- Logo
- Genre: Animated; Adventure;
- Created by: Edmund Chan; Raye Lee;
- Developed by: Animasia Studio
- Country of origin: Malaysia
- Original language: English
- No. of seasons: 1
- No. of episodes: 26

Production
- Executive producers: Edmund Chan; Raye Lee;
- Running time: 22 minutes
- Production company: Animasia Studio

Original release
- Network: TV2
- Release: April 25, 2015 – October 23, 2017

= ABC Monsters =

ABC Monsters is a Malaysian preschool animated series created by the Malaysian-based company, Animasia Studio.

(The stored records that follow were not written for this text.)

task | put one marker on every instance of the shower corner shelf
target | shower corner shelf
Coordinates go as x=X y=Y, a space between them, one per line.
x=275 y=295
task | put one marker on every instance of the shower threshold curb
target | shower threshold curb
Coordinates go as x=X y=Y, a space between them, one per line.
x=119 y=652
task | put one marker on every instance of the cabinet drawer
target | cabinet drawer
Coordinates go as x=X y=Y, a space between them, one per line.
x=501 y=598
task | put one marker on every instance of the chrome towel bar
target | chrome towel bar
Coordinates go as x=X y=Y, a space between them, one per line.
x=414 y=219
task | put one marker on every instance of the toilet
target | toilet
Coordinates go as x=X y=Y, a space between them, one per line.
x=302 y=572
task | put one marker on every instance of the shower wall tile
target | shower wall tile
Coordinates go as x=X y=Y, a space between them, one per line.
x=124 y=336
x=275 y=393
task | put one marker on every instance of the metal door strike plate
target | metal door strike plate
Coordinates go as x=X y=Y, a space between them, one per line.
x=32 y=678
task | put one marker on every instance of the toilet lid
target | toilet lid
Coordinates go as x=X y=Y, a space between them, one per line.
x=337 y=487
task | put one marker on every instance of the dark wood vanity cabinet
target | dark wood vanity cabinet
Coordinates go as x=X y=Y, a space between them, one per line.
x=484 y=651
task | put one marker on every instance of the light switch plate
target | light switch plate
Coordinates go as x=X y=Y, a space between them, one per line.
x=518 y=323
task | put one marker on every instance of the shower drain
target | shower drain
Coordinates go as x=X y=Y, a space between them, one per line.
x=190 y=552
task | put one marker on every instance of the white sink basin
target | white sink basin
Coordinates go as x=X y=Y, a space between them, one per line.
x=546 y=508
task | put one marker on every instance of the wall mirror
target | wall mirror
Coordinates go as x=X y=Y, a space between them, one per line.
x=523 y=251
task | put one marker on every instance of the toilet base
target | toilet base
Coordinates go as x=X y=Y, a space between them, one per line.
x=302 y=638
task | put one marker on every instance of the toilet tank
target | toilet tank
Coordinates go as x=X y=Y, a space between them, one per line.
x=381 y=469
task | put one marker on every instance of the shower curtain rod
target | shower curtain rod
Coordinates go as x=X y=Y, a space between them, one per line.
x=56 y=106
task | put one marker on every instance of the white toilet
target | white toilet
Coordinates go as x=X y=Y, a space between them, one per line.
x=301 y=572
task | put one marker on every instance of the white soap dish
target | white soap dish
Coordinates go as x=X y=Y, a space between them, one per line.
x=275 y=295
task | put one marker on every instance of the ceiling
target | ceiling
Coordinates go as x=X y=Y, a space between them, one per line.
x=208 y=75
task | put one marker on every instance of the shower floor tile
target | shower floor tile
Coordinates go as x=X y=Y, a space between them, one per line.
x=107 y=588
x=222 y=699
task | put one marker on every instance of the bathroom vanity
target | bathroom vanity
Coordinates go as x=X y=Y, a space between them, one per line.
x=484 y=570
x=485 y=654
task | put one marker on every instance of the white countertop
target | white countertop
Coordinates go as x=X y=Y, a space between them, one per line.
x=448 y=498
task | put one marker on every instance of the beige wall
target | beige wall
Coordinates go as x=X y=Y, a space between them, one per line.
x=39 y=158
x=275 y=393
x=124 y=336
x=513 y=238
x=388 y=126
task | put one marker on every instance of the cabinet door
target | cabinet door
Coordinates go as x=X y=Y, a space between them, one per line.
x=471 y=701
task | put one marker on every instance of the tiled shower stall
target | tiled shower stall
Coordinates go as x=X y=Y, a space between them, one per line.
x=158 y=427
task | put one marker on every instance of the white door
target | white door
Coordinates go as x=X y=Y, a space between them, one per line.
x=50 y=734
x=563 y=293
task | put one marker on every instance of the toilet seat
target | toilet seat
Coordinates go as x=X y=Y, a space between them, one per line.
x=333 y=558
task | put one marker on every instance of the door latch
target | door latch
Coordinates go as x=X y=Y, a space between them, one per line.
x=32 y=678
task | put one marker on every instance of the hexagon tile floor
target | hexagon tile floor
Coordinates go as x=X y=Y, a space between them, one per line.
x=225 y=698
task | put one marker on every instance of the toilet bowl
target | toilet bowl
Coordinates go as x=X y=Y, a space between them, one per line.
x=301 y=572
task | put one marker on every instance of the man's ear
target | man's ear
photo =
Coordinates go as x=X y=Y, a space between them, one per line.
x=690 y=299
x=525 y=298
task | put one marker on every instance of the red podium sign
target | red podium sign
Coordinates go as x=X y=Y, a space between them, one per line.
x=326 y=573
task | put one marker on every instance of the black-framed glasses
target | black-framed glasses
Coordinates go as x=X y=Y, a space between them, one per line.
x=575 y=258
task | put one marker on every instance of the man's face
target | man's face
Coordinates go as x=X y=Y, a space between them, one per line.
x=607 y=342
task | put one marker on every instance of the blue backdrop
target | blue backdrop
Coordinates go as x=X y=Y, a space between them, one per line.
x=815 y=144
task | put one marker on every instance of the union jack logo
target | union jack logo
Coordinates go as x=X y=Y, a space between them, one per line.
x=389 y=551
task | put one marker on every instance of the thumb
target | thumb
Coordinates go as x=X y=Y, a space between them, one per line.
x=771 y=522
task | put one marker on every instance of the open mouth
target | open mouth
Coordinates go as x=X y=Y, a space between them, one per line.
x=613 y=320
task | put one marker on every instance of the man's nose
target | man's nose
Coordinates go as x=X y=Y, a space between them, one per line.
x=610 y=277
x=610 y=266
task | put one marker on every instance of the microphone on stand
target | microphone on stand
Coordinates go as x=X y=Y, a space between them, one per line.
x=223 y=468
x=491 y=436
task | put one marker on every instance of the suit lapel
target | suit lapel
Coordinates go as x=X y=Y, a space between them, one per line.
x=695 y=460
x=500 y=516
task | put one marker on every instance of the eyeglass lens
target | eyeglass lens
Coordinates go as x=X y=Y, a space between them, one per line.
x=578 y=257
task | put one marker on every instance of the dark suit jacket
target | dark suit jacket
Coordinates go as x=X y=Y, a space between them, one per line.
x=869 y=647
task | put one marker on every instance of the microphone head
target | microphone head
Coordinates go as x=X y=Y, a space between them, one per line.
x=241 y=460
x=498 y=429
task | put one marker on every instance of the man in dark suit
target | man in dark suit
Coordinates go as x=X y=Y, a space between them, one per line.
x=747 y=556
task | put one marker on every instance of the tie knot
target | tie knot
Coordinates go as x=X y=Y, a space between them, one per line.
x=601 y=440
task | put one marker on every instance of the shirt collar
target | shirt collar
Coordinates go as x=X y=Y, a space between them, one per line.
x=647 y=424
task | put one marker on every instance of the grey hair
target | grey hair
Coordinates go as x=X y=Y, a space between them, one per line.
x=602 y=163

The target audience is the kids ages 4–6 years old.

==Characters==

- Alice:
Alice is an adventurous princess who loves meeting new friends and discovering interesting places. Alice enjoys solving exciting puzzles and helping out people of Capital Town, during her search of the missing ABC Monsters.
- Brian :
Brian is a happy-go-lucky boy from Capital Town and a best friend of Alice. They are always spending time together. Brian loves discovering clues and looking out for answers that will help them search where the missing ABC Monsters had been.
- Cherry Berry:
Cherry Berry is an excitable and lively little friend who accompanies Alice and Brian on their adventure. Cherry Berry keeps everyone's spirits up with her jokes and occasionally read them clues that will lead them to the missing ABC Monsters.
- King Wordy:
King Wordy is Alice's dad and he rules over Capital Town. He loves words and has always got his nose buried in a good book.
- Queen Scribble:
Queen Scribble is Alice's mom. She is a slightly maniac writer, bursting with ideas for great stories and is always scribbling down notes and ideas.
- The ABC Monsters:
A group of colorful letters within Capital Town.